洋上風力発電に関する共同研究契約締結について

―日本版洋上風力発電の早期実現に向け、5者で共同研究契約を締結―

ニュースリリース

再生可能エネルギー

研究開発・技術

2021年4月19日

東芝エネルギーシステムズ株式会社

 当社は、このほど、九州大学応用力学研究所(以下、九州大学)および日立造船株式会社(以下、日立造船)、東京ガス株式会社(以下、東京ガス)、ジャパン・リニューアブル・エナジー株式会社(以下、JRE)と洋上風力発電に関する共同研究契約を締結しました。
 本件は、2020年6月に発表した九州大学、日立造船、当社の3者で進めてきた共同研究※1をベースとし、新たに東京ガス、JREを加えた5者で行います。九州大学の風況予測に関する技術を軸とし、洋上風力発電向け風況解析に適用するウエイクモデル※2を開発、発電量を最大化する配置設計に向けた研究を進めるものです。

 本共同研究では、着床式・浮体式の大規模洋上風力発電の適切な導入を支援するため、季節性や海風および陸風の洋上風況特性、洋上乱流特性を調べ、風上側の風車群が形成するウエイク相互干渉領域が風下側風車群に与える影響を、風車の耐久性および発電量などの経済性の両面から明らかにし、ウィンドファーム全体の導入・運用に関する最適化手法の確立を目指します。

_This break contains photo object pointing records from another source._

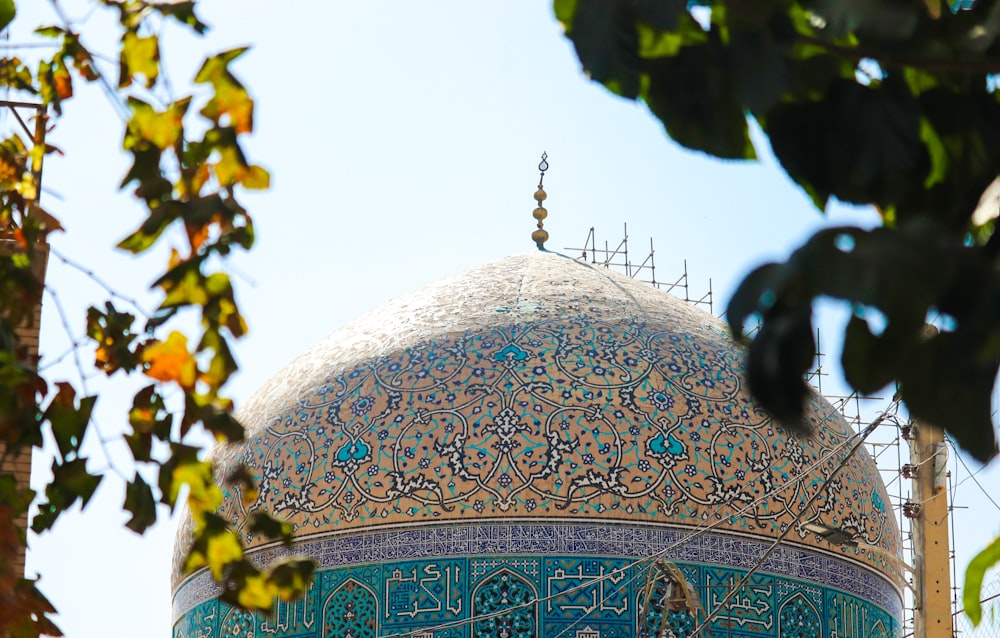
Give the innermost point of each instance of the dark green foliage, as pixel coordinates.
(882, 102)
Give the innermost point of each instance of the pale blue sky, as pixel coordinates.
(403, 140)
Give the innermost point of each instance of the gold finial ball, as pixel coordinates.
(540, 236)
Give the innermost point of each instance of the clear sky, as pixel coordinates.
(403, 140)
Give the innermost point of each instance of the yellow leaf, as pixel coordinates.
(257, 178)
(142, 56)
(162, 129)
(256, 593)
(231, 167)
(203, 494)
(170, 361)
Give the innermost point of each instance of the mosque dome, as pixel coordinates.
(534, 434)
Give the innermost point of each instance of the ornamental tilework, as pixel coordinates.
(576, 418)
(578, 593)
(534, 430)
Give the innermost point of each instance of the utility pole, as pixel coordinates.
(929, 523)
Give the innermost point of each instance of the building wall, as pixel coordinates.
(27, 350)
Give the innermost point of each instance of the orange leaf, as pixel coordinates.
(170, 361)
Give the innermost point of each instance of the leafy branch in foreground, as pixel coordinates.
(882, 103)
(187, 168)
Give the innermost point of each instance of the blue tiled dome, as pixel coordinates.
(527, 435)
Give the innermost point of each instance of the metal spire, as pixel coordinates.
(541, 235)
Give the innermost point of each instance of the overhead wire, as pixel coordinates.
(861, 436)
(698, 531)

 日立造船、東京ガス、JREはそれぞれ、国内の洋上風力建設予定地や風力発電サイトにおける風況計測、および九州大学の大型風洞設備を活用した実験による検証を行います。当社は、本共同研究の幹事会社として上記実証のサポートに加え、気象解析などのデータ分析・評価、風車のウエイクモデルおよび発電量評価に関する手法開発、風車配置最適化手法の開発などを推進します。

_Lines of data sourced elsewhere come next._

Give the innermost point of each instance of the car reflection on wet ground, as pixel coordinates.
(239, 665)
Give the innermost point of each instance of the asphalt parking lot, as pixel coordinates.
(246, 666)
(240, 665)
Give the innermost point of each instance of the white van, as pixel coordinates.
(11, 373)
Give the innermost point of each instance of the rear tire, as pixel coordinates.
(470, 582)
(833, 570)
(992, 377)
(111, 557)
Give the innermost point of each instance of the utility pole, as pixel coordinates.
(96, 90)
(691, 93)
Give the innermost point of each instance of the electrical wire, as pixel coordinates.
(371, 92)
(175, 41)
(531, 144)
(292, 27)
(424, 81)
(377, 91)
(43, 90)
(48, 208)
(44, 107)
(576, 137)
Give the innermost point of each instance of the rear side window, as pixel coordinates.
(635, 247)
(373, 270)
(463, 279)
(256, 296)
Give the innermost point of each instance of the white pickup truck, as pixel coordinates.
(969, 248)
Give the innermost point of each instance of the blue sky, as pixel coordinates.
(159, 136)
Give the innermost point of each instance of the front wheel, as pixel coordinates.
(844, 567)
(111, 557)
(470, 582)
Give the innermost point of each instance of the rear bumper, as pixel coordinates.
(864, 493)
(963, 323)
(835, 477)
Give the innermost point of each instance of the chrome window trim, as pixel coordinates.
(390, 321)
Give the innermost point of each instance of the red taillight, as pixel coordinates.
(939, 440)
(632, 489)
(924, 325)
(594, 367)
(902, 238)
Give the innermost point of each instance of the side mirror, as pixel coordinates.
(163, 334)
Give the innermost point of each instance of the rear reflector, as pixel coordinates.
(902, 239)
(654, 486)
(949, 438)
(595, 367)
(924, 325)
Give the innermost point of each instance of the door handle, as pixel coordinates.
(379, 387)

 当社は、2010年の風力事業への参入以来、大規模CFD(Computational Fluid Dynamics)解析や風況解析を用いて複雑地形での風況評価・診断を高精度に行う技術開発に取り組んできました。2018年4月から継続している当社・九州大学・日立造船の共同研究では、風力発電事業者が利用しやすい「CFDポーラスディスク・ウエイクモデル」の開発に成功し、実測データとの比較を通じて、本ウエイクモデルの有効性が実証されました。本モデルは、従来方法と比較して少ない計算負荷でウエイクが評価できることに加え、上流の風車で発生したウエイクが、後方の風車群に与える相互干渉の影響を表現可能であることが特長です。

 当社は、これまで国内陸上風力で培ってきた複雑地形向けの高い風況解析技術と、本共同研究の成果を積極的に活用し、洋上風力発電の事業性向上に深く寄与することで、国内洋上風力市場の発展とカーボンニュートラルの実現に向け貢献していきます。

※1:https://www.global.toshiba/jp/products-solutions/renewable-energy/products-technical-services/wind-power.html
※2:風車ブレードの回転に伴い、その下流側に形成される風速の欠損領域のこと。